Siyanov Bakhur came to the United States from the central Asian Republic of Tajikistan in 1990 armed with a collection of traditional Bukharian Jewish recipes he learned from his mother and father.
After working for a limousine company and as a waiter, Bakhur landed a job as a cook at Salute, a kosher restaurant on 108th Street in Rego Park, when it opened six years ago. He prepared dishes like lagman, a tasty noodle soup with beef and vegetables, and cheburekes, a fried pastry filled with ground beef.
Then last year, Bakhur, who worked in the restaurant business for 30 years in Tajikistan, achieved a dream when he bought the Rego Park restaurant from his former boss.
But entrepreneurship did not dissipate his passion for cooking. With help from his wife, Lydiya, Bakhur still spends his time cooking up hearty servings of lagman and cheburekes for the multiethnic clientele that flocks to Salute.
He also serves up a variety of kebabs, including the ever-popular lula-kebab, which is made of ground glatt kosher meat cooked on a charcoal grill.
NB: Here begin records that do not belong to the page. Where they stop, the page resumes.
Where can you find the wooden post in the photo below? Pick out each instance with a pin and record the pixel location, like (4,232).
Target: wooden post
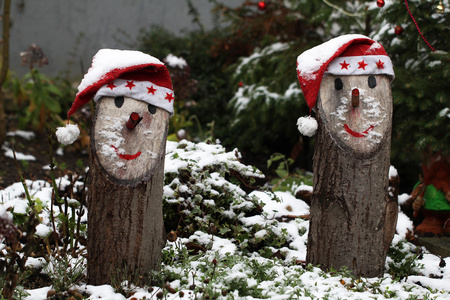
(126,177)
(353,219)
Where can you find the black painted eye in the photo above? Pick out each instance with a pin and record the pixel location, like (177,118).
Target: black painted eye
(372,81)
(118,101)
(152,109)
(338,85)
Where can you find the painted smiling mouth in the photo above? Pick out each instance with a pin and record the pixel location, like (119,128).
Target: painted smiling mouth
(358,134)
(126,156)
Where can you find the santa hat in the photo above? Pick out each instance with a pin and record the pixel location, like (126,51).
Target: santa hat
(122,73)
(351,54)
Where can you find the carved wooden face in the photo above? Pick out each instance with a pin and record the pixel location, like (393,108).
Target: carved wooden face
(357,109)
(129,137)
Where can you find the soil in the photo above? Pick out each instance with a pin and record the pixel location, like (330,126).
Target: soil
(75,157)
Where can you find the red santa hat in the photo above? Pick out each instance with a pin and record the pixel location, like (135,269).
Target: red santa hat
(351,54)
(122,73)
(125,73)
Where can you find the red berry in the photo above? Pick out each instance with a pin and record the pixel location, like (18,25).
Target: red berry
(398,30)
(262,5)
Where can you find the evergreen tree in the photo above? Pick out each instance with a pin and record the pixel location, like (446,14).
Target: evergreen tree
(421,89)
(268,101)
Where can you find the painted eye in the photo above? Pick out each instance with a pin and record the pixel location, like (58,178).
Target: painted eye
(372,81)
(338,85)
(118,101)
(152,109)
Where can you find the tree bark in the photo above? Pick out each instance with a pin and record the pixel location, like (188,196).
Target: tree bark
(353,218)
(125,220)
(126,229)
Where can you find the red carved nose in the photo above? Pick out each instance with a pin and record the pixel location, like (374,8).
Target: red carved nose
(355,97)
(133,121)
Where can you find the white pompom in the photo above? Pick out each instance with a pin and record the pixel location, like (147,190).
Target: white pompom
(68,134)
(307,125)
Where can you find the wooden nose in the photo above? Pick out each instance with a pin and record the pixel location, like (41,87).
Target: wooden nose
(355,97)
(133,121)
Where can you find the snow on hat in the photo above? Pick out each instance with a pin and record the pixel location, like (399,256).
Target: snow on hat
(126,73)
(122,73)
(352,54)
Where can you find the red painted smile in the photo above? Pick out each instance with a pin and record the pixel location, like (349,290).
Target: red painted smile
(358,134)
(127,156)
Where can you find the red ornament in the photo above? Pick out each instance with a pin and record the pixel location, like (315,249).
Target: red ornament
(398,30)
(262,5)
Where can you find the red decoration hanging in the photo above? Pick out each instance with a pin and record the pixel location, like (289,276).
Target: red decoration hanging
(398,30)
(417,26)
(262,5)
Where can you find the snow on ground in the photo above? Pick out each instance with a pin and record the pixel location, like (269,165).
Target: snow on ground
(226,272)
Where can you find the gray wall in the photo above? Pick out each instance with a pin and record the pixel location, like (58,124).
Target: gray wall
(62,27)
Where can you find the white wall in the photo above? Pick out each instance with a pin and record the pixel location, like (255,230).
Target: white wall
(61,26)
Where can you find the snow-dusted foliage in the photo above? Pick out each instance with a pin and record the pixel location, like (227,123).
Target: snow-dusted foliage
(231,239)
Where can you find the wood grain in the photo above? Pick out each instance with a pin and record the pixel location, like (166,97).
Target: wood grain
(353,218)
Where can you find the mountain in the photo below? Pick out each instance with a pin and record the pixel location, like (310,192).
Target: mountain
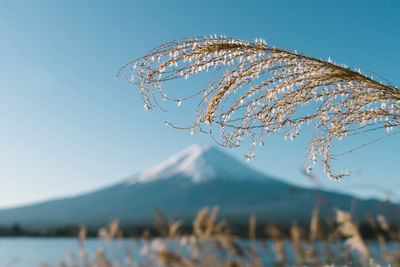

Freshly baked breads, including leeychka, the national bread of Tajikistan, can be dipped in a special homemade sauce called Tkemali.
Its like barbecue sauce, but its much better, said Bakhur.
A house specialty is the spicy Korean carrot salad, which according to a young woman who ordered it last Thursday afternoon, gets its name because it is actually a Korean dish.